Will there be ovens and gas chambers?  Most assuredly not.

But, what qualifies as "murderous" is not just the obvious act of taking a life, or taking lives on an organized and massive scale backed by government policy.

Taking away accessible healthcare and social services can be murderous, especially to those already on life's margin with acute disease or unhealthy living conditions. 

Pivoting to a full time foreign policy based on irrational xenophobia and inflamed fear of other groups' mythical beliefs (aka religion), will be murderous, primarily for citizens of other countries, but also to Americans placed in harms way, and the inevitable retaliation efforts on domestic soil.

Continuing a blind allegiance to the Second Amendment and treating gun ownership, including military grade automatic weapons, as more important than the right to feel physically safe, I s murderous (but not new...it's a uniquely American form of ongoing mass murder).
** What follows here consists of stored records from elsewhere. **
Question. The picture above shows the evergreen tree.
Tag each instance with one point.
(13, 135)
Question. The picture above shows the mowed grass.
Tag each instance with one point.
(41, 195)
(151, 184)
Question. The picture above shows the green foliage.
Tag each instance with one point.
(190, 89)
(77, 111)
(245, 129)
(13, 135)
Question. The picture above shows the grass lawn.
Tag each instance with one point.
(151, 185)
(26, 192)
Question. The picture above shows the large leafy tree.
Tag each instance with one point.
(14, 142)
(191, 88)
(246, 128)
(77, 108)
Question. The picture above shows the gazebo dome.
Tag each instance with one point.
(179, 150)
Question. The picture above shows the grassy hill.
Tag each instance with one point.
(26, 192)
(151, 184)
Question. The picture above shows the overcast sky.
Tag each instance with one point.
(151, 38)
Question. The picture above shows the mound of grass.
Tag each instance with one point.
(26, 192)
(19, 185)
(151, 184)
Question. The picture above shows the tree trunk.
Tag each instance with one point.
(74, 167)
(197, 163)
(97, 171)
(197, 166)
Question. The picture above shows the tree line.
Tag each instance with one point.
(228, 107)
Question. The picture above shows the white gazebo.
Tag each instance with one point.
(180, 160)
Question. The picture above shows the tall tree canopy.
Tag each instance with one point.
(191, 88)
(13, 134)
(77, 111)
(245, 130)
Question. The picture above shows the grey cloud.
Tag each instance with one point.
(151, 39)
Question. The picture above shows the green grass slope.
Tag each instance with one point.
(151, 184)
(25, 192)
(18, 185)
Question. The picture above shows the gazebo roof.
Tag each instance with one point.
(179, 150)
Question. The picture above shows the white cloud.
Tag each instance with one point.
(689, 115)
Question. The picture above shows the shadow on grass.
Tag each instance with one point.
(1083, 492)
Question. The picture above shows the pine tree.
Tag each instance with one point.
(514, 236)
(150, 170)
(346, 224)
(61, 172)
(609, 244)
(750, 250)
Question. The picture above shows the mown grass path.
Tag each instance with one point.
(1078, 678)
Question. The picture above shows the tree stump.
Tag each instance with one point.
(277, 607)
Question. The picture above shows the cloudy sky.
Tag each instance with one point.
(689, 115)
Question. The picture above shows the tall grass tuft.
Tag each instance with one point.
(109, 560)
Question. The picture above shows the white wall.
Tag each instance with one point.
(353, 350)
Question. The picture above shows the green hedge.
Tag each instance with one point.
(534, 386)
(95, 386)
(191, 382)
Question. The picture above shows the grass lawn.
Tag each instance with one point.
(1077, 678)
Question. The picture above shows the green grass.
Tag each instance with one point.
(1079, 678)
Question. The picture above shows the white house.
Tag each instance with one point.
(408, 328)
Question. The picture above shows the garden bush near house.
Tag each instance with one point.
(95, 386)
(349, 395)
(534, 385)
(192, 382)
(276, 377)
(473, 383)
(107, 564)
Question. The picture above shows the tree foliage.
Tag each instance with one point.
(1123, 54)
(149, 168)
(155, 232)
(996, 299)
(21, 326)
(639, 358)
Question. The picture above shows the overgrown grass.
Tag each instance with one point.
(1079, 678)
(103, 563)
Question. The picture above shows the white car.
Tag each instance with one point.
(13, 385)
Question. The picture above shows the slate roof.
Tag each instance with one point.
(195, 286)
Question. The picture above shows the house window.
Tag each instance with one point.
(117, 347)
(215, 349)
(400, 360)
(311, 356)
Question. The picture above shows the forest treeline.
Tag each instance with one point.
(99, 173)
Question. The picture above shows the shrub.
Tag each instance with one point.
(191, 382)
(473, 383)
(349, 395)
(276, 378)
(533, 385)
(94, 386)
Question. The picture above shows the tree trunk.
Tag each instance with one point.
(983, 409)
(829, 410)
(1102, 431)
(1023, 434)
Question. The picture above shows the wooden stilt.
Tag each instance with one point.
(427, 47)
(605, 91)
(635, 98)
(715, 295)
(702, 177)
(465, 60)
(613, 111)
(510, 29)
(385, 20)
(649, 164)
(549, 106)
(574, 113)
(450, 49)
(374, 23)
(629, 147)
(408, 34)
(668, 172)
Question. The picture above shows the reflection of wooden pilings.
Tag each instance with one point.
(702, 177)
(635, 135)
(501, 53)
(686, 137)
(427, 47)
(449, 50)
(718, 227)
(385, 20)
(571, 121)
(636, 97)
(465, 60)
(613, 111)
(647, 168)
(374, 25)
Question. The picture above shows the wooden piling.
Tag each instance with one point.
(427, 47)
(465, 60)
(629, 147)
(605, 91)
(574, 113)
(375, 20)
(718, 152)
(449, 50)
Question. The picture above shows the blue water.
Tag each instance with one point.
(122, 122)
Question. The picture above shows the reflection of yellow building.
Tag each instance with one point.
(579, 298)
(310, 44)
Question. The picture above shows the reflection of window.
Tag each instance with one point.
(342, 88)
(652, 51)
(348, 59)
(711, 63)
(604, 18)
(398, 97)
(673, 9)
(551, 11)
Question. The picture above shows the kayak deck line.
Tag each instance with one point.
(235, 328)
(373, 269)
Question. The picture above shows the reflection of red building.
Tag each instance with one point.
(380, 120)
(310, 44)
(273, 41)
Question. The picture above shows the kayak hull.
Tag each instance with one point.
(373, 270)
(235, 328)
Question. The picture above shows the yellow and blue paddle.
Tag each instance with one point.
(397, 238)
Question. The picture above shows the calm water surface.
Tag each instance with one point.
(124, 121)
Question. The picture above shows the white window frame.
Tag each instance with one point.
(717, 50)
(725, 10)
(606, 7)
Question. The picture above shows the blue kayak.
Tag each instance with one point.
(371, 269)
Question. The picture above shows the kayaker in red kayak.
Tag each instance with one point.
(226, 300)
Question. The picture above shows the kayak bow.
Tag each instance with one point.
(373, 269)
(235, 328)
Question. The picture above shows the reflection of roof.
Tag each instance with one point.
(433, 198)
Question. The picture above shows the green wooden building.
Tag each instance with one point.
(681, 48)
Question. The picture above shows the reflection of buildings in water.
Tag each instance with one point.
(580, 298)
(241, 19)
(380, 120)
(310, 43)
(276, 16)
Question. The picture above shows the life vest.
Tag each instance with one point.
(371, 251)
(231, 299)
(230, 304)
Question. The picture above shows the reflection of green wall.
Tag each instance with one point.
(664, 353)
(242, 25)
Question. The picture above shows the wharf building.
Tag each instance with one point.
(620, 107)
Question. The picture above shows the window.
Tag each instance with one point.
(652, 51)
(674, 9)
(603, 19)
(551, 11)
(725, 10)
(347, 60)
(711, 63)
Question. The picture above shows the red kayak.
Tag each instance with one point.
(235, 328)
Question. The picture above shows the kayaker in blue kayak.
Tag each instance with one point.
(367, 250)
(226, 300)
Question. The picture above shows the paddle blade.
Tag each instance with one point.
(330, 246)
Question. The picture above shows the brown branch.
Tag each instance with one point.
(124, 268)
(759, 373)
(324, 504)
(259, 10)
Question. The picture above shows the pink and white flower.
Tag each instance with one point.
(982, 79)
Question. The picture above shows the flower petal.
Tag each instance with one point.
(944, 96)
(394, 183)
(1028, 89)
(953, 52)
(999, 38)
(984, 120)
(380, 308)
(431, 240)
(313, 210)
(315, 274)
Pushing white nationalism as a political strategy emboldens the worst elements of society and leads to hate, violence and loss of life, almost always among the "others".

Denying science and knowledge is not only absurd and infuriating, but it's murderous from the perceptive of lifting up ignorance and chance, which can place well being and life at risk when information and technology can enhance and preserve human existence.

Not to mention how an official federal policy of climate change denial is murderous to the biosphere, and puts future human survival in question.

So I think we as a society have structures and values to fight explicit murderous actions, but it's the nuanced, subtle and deliberate policy efforts that we really need to guard against.  As well as standing up to those that feel emboldened by the unfortunate turn in the US political atmosphere, which actually has been decades in the making.